I have several patterns that call for a checkerboard border. If you're new to quilting or just to working with checkerboard fabric, you may want to know a few little tips about it.
I love the look of checkerboard. It often gives a quilt a little "pop" and makes the colors stand out even more. I think my love for it comes from reading old children's books. The old Mother Goose books had covers with a checkerboard border.
Checkerboard can be either very easy or very difficult, depending on whether or not you know the tips about working with it.
Using it can be like working with a built in measuring tape. You can count the squares to match up lengths, for instance. (If you have 52 squares down one border, you know you need 52 squares down the opposite side.
When sewing it to a section, cut it so that you can sew along a row of squares instead of a 1/4" seam allowance. (On my quilts, you can fudge the size of your borders without any problem.) Always flip it over so that you are sewing from the checkerboard side and can see the row of squares easily. This will prevent you sewing down the middle of the squares and gives a nicer look.
Press your seams toward the checkerboard (on both sides) to give it a more raised appearance. If you are new to quilting, the side you press the seam toward will be a little more raised than the other side. So if you want a border to recede, press the seams away from it. If you want it to stand out slightly, press the seams toward it.
The corners are easy if you have measured your squares correctly. They should come out the same in each corner. You may need to fudge your border size one square larger or one square shorter to make the corner come out without having two black squares or two white squares butted up together. If you just can't change the size and it doesn't come out right, you may need a solid square in the corner.
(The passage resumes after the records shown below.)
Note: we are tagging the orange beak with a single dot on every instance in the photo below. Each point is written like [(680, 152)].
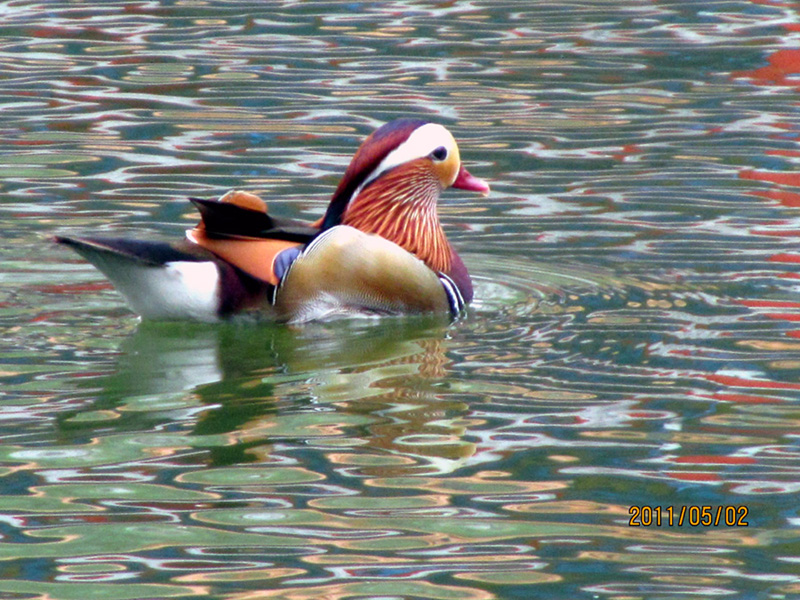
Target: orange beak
[(466, 181)]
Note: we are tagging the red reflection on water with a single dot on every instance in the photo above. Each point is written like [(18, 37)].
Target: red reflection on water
[(746, 398), (732, 381), (707, 459)]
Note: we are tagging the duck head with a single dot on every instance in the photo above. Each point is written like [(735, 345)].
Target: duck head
[(392, 188)]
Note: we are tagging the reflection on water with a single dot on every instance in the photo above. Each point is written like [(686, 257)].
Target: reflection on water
[(633, 343)]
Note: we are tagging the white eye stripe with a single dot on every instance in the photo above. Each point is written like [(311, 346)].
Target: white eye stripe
[(422, 142)]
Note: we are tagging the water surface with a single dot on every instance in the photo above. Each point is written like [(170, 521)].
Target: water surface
[(633, 344)]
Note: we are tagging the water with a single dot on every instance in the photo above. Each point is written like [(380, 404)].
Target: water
[(633, 344)]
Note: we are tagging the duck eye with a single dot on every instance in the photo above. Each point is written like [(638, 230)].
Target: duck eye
[(440, 153)]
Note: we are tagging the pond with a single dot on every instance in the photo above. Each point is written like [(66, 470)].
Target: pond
[(617, 414)]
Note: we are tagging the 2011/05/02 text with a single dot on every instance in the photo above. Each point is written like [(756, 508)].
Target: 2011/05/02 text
[(696, 516)]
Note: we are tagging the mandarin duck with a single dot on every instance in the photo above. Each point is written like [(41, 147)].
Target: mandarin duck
[(378, 249)]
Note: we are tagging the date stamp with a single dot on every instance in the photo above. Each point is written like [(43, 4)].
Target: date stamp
[(694, 515)]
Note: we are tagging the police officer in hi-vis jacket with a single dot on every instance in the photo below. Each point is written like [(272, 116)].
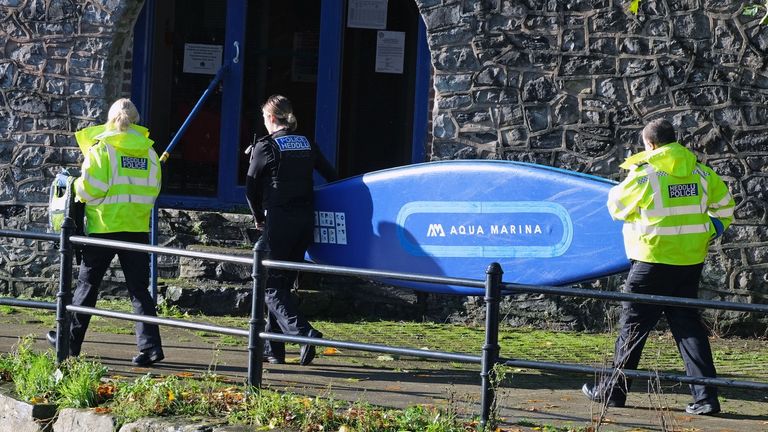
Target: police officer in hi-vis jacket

Checkerboard comes in many sizes. The squares can range from over an inch wide to about 1/4" wide each. If one size doesn't look right, try a different size. If using the 1/4" wide squares, there is no need to fudge your border sizes.
It is easy to piece strips together because the seam just blends in.
I've been making my Irish Blessing pattern (on the right) as a sample in a different fabric/color combination. (It's not really crooked although the photo angle makes it look that way!)